PA Great Outdoors: True Tales of the Clarion River – Yes, Boys, Why So Much Bread?

This is a story by Harry M. Graybill of Fisher Pennsylvania from the book True Tales of Clarion River written in 1933 by George P. Sheffer under the auspices of the Northwestern Pennsylvania Raftsmens Association.

Yes, Boys, Why So Much Bread?

I thought I would add a little to your raftsmans stories which I have been reading in the Democrat.  I never was much of a riverman but my father James Graybill and my uncle Dave Allison were both pilots on the Clarion and Allegheny.

My father and uncle both worked on boat scaffolds at Gravel Lick in the 70’s and later on both of them became good square timber men.  Both are now dead.
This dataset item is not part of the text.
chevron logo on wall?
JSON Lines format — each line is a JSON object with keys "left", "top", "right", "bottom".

My mother (Ida Allision) worked in the boarding house at Millcreek 61 years ago (1872) when Jim Henninger ran the house. My mother and Lizzie Williams worked there. Lizzie Williams married Frank Reck. Mother is still living (80 years old) and still tells about the job at Millcreek in the early days.

I want to tell you a raftsman’s story that I heard told in a camp at Nebraska on Tionesta Creek. This story was told on Wheeler’s men. Wheeler’s boats and barges were built at Hickory on the Allegheny about 7 miles above Tionesta.

The story runs that a bunch of Wheeler’s men were going down on a fleet of boats and barges, and having been on the river several days they ran out of bread and whiskey. Down on the lower river the pilot gave one of the crew a five dollar bill and a John boat and sent him off to a little town to get bread and whiskey.

The fellow got two loaves of bread and the balance in whiskey, and when he got back to the fleet someone wanted to know what in the H— he was going to do will all that bread.”